I have quit milking until the Guernseys calve again.  By then we will have the milk barn completed and will train the cows to come in and let me take their rich creamy offerings each morning.  I will use an electric milking machine and pour the delicious milk into sterile jars and seal it for our customers.  If it is not all taken then our pastured pigs enjoy a big treat.  They love milk!  The Guernseys’ calves will learn to take a bottle for one meal or I will have a nurse cow.  Then the calves will be with their moms for the day and separated for a few hours during the night so I can have milk too.
We have three sows, Berkshires or crosses, and they had 19 piglets this summer.  We sold some and are fattening some for people to buy.  All our animals get non GMO grain and are on pasture in the open so they have grass and sunshine as much as they want.  Baby pigs are soooo cute.  Course they don’t stay small very long.

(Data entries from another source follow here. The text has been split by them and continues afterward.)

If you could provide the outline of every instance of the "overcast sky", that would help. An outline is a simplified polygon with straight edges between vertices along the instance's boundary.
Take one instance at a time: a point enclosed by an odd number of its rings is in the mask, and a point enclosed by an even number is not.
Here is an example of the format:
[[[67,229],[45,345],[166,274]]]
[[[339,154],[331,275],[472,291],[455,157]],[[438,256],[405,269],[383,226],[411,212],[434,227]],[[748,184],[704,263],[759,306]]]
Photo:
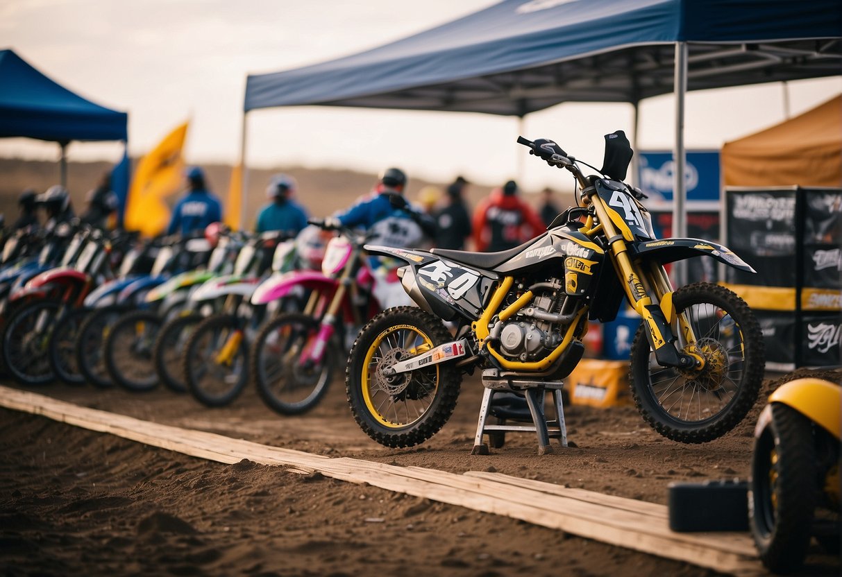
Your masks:
[[[239,154],[246,75],[346,56],[464,16],[493,0],[0,0],[0,48],[12,48],[83,96],[129,113],[129,150],[143,154],[186,119],[192,163],[234,162]],[[791,82],[792,115],[842,92],[839,77]],[[784,119],[780,84],[690,93],[689,148],[723,142]],[[641,104],[642,148],[668,150],[674,98]],[[527,161],[515,119],[492,115],[296,107],[249,114],[252,166],[404,167],[427,179],[457,173],[488,184]],[[583,160],[602,160],[602,135],[632,132],[626,104],[568,103],[529,115],[525,135],[556,139]],[[466,154],[466,142],[472,142]],[[476,143],[482,143],[477,151]],[[55,145],[0,140],[0,156],[55,159]],[[116,161],[115,145],[72,144],[72,160]],[[519,160],[520,154],[520,160]],[[558,174],[524,162],[526,188]]]

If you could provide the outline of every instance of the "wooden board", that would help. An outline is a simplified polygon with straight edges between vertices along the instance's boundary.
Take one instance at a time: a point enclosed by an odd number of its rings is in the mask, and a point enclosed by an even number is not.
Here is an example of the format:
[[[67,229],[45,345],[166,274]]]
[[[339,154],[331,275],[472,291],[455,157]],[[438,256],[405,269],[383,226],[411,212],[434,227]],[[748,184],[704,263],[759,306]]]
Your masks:
[[[326,477],[504,515],[722,573],[765,574],[747,534],[673,532],[666,507],[654,503],[500,474],[455,474],[345,457],[331,458],[141,421],[7,387],[0,387],[0,405],[200,458],[229,464],[248,458],[298,473],[317,471]]]

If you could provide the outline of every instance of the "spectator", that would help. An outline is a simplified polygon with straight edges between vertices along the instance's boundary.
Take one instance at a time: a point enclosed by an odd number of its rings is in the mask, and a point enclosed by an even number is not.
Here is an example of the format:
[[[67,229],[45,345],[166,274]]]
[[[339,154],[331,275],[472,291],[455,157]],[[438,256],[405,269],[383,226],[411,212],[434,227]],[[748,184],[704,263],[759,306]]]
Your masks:
[[[187,171],[187,194],[173,209],[167,234],[176,232],[183,236],[201,232],[211,222],[222,220],[221,204],[214,194],[207,190],[205,173],[199,167]]]
[[[70,204],[70,193],[61,184],[50,187],[35,200],[46,213],[44,228],[48,231],[55,230],[59,225],[69,222],[75,216]]]
[[[456,251],[465,250],[465,241],[471,236],[471,214],[462,194],[468,182],[462,177],[447,187],[445,205],[434,214],[437,226],[435,246]]]
[[[85,197],[88,203],[88,209],[82,215],[82,221],[95,226],[99,229],[104,229],[109,225],[109,218],[117,212],[117,195],[111,190],[111,177],[106,173],[104,174],[97,184],[88,193]]]
[[[38,214],[35,209],[38,208],[35,189],[27,188],[18,197],[18,207],[20,209],[20,216],[14,221],[12,228],[15,230],[25,229],[27,226],[38,225]]]
[[[285,174],[272,177],[266,188],[269,204],[258,214],[257,231],[281,230],[290,236],[297,235],[307,225],[307,213],[292,199],[298,189],[296,179]]]
[[[517,193],[518,185],[510,180],[477,207],[473,236],[477,251],[505,251],[543,232],[537,213]]]
[[[544,221],[544,226],[549,228],[550,224],[556,220],[561,210],[558,209],[558,206],[553,199],[554,193],[552,188],[544,188],[541,191],[541,194],[543,198],[539,214],[541,214],[541,220]]]
[[[360,226],[373,233],[370,242],[386,246],[409,248],[431,236],[435,224],[432,219],[412,209],[397,209],[389,196],[403,196],[407,175],[399,168],[384,171],[371,194],[364,198],[336,218],[344,226]]]

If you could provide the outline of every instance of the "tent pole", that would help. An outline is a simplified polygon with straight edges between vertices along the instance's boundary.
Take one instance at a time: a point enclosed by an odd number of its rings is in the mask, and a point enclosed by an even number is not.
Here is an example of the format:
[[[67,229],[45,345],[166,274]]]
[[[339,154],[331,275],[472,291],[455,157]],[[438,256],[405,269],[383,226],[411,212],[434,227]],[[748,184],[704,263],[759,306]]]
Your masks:
[[[67,143],[59,142],[61,147],[61,158],[59,160],[59,182],[65,188],[67,188]]]
[[[640,140],[637,138],[637,129],[640,126],[640,101],[635,100],[634,120],[632,121],[632,130],[634,135],[632,137],[632,150],[635,154],[632,156],[632,182],[636,187],[640,186]]]
[[[248,124],[248,111],[242,113],[242,132],[240,135],[240,230],[246,228],[246,209],[248,207],[248,165],[246,164],[246,140],[248,140],[247,126]]]
[[[687,211],[685,208],[685,95],[687,92],[687,43],[675,43],[675,146],[673,149],[673,236],[683,238],[687,236]],[[681,287],[687,283],[685,261],[673,265],[675,283]]]
[[[524,130],[525,130],[524,127],[525,127],[525,123],[524,122],[524,114],[520,114],[520,115],[518,116],[518,135],[520,135],[520,136],[523,136],[524,135]],[[514,148],[515,149],[520,149],[520,146],[518,145]],[[521,153],[520,150],[515,150],[514,151],[514,161],[515,161],[514,167],[515,167],[515,172],[517,172],[517,176],[515,177],[515,178],[516,178],[516,180],[518,182],[518,186],[519,187],[523,187],[524,168],[525,168],[524,159],[525,158],[525,156]]]

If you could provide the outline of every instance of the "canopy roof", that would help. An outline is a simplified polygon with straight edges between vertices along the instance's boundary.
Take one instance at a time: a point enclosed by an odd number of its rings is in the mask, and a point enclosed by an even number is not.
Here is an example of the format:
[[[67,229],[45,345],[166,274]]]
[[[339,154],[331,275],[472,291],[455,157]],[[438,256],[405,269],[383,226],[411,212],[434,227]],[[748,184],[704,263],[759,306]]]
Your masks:
[[[128,115],[94,104],[0,50],[0,137],[125,140]]]
[[[839,74],[839,0],[506,0],[374,50],[248,78],[244,109],[325,104],[524,115],[565,101]]]
[[[722,164],[727,186],[842,186],[842,95],[727,142]]]

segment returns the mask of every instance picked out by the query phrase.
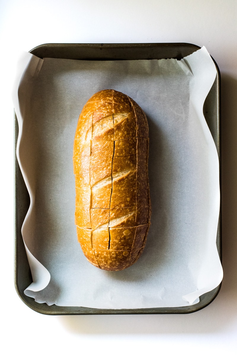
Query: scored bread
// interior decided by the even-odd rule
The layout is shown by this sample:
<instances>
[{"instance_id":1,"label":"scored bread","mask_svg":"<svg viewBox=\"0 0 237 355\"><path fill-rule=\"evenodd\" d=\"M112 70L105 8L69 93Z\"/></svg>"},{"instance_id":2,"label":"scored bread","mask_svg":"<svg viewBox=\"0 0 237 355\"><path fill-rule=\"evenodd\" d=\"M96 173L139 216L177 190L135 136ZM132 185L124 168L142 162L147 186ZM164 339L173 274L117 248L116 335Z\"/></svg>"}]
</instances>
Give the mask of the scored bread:
<instances>
[{"instance_id":1,"label":"scored bread","mask_svg":"<svg viewBox=\"0 0 237 355\"><path fill-rule=\"evenodd\" d=\"M145 247L148 152L147 118L132 99L110 89L88 100L74 140L75 222L85 256L100 269L128 267Z\"/></svg>"}]
</instances>

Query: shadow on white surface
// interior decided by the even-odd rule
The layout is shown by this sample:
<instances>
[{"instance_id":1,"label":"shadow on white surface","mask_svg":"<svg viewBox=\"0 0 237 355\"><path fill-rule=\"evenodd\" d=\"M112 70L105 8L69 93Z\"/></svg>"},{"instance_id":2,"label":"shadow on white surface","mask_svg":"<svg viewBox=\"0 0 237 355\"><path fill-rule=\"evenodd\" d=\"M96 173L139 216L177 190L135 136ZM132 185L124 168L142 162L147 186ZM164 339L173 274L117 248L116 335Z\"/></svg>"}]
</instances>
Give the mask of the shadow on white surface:
<instances>
[{"instance_id":1,"label":"shadow on white surface","mask_svg":"<svg viewBox=\"0 0 237 355\"><path fill-rule=\"evenodd\" d=\"M187 315L59 316L75 334L214 334L237 320L237 81L221 75L222 265L217 297L205 308Z\"/></svg>"}]
</instances>

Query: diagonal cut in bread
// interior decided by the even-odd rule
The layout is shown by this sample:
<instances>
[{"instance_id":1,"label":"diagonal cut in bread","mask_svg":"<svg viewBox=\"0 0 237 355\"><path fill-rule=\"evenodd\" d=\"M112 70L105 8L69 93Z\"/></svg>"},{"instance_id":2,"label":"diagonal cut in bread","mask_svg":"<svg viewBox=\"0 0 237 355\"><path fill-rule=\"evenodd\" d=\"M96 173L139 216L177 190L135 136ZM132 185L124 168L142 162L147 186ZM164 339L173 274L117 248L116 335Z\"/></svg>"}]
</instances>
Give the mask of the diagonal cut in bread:
<instances>
[{"instance_id":1,"label":"diagonal cut in bread","mask_svg":"<svg viewBox=\"0 0 237 355\"><path fill-rule=\"evenodd\" d=\"M138 260L150 225L148 127L132 99L99 91L80 115L73 148L75 222L87 260L118 271Z\"/></svg>"}]
</instances>

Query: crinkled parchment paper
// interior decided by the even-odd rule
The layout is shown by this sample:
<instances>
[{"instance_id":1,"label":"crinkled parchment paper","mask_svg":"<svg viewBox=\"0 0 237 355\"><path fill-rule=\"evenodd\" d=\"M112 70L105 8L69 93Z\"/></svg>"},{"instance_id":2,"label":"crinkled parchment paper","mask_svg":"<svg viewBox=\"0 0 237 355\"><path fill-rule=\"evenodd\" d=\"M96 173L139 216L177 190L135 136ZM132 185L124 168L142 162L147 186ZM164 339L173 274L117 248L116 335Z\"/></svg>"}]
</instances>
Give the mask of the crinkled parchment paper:
<instances>
[{"instance_id":1,"label":"crinkled parchment paper","mask_svg":"<svg viewBox=\"0 0 237 355\"><path fill-rule=\"evenodd\" d=\"M204 47L180 61L24 54L13 98L17 154L31 199L22 233L34 282L26 294L49 305L172 307L196 303L220 283L219 160L203 113L216 74ZM77 242L72 165L81 111L109 88L132 97L147 115L152 209L143 254L114 272L91 265Z\"/></svg>"}]
</instances>

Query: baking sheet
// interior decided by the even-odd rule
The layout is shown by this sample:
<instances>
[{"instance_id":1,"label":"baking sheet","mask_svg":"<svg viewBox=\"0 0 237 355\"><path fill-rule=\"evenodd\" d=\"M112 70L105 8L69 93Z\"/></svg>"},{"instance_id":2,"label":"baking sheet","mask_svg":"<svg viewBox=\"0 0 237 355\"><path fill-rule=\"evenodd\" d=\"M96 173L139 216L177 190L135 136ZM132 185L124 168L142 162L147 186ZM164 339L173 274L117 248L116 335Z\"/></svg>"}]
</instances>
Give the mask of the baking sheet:
<instances>
[{"instance_id":1,"label":"baking sheet","mask_svg":"<svg viewBox=\"0 0 237 355\"><path fill-rule=\"evenodd\" d=\"M217 286L218 160L202 113L216 70L206 49L181 61L41 60L26 53L22 63L14 101L17 154L31 195L22 234L35 281L26 294L50 305L172 307L198 302ZM109 88L131 96L147 116L152 208L142 256L113 273L91 265L77 244L72 161L82 107Z\"/></svg>"}]
</instances>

We will process 9 turkeys November 17 for some of our customers.  We usually have many more but this year the weather, especially the heat, was not kind to the young turkeys.  We have the white ones and the bronze ones and they are of various sizes.  I really like to watch them grow.  They stay small for so long but about mid October they begin to put on size and we have had them get to 40 pounds.  Believe it or not a turkey that size will fit in a regular oven to cook for the Holidays.  Our family generally have several of them over the year and enjoy every bite.
I picked up about 3 bushel of pears for the pigs today, Nov 3.  The trees, apples and pears, were loaded.  Plums and peaches were nearly bare of fruit, thanks to the cold, wet spring.  I plan to plant more fruit trees in the spring and hope to get my berry patch started as well.  Have a really good place for it, I think.  Hope it doesn’t frost there early in the spring.  We have one blackberry bush and it has big delicious berries nearly all summer  Now for many more and several kinds.
Hay was not so good in this part of Missouri this year.  We have had to hunt more land to hay than we usually do.  The fall cuttings have been better than the spring cuttings.  We think we will have enough to feed our cows until green grass again in April.  By then they will be having their babies and need good feed.  We run mostly red cattle–Red Devons, Red Angus and Shorthorns.  Still have some black hided animals as that is what sells best in our neck of the woods.  But if we sell them as meat on the rail one can’t tell what color the hide was anyway.  It makes a difference how the animal was raised and what it was fed  Have added some Longhorn to the mix for the health benefits that breed offers.  We try not to use chemicals on our farm and don’t use much.
Well, I bet this is getting too long.  I’ll sign off and wish you the happiest and most BLESSED  holidays ever.